Going scalar until an alignment boundary is pretty terrible, especially for
"vertical" operations like a[i] *= 3.0 or something that means it's ok to
process the same element twice, as long as any reads are before any potentially
overlapping stores. e.g.

    load a first vector
    round the pointer up to the next alignment boundary with add reg, 64 / and
reg, -64
    load the first-iteration loop vector (peeled from first iteration)
    store the first (unaligned) vector
    enter a loop that ends on a pointer-compare condition.
    cleanup that starts with the final aligned vector loaded and processed but
not stored yet

If the array already was aligned, there's no overlap.

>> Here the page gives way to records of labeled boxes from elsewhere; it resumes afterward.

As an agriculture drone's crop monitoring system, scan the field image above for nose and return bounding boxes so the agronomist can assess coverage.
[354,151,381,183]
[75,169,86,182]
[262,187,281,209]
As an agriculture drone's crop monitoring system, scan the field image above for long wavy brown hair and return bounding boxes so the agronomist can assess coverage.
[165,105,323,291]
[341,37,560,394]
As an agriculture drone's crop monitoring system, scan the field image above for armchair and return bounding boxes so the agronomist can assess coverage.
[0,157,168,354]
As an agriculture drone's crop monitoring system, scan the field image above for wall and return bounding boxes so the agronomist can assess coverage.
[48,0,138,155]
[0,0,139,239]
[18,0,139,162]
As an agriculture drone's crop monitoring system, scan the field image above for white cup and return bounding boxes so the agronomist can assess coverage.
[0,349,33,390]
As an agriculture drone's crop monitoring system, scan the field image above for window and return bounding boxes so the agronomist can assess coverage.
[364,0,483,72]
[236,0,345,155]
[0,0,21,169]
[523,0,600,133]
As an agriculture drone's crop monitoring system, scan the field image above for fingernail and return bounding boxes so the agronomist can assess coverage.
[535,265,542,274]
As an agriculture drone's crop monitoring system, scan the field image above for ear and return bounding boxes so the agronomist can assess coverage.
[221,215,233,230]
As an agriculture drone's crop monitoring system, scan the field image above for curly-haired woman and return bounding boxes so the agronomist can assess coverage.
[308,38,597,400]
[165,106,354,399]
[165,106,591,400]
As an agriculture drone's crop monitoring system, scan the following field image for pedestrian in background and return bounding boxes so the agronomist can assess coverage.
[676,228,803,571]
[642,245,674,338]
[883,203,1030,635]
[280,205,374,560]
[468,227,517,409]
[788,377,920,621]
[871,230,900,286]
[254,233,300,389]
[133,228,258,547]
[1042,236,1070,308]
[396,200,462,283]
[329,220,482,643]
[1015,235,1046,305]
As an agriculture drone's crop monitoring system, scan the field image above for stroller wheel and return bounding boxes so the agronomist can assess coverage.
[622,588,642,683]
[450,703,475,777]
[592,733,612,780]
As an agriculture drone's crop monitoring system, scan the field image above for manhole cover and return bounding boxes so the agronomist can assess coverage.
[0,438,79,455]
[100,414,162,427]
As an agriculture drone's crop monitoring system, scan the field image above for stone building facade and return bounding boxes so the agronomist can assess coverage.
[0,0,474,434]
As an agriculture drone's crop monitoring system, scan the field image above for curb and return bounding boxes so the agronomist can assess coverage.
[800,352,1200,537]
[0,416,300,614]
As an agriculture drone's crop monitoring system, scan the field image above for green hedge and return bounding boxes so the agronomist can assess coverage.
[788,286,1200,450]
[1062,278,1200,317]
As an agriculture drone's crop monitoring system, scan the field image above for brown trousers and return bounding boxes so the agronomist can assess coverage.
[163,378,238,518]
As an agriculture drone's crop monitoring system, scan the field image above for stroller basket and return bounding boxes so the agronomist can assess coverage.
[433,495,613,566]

For short arrays, AVX-512
masking can be used to avoid reading or writing past the end, generating masks
on the fly with shlx or shrx.

Anyway, this is obviously much better than going scalar until an alignment
boundary, in loops where we can sort out aliasing sufficiently, and where
there's only one pointer to worry about so relative misalignment isn't a
factor. In many non-reductions, there are at least pointers so it may not be
possible to align both.

An efficient alignment strategy like this might help make vector width = 512
worth it for more code which doesn't take care to align its arrays. Clearly
that should be a separate feature-request / proposal if there isn't one open
for that already; IDK how hard it would be to teach LLVM (or GCC) that an
overlapping vectors strategy can be good, or if it's just something that
nobody's pointed out before.

Vector ISAs like ARM SVE and I think RISC-V's planned one have good HW support
for generating masks from pointers and stuff like that, but it can be done
manually especially in AVX-512 with mask registers.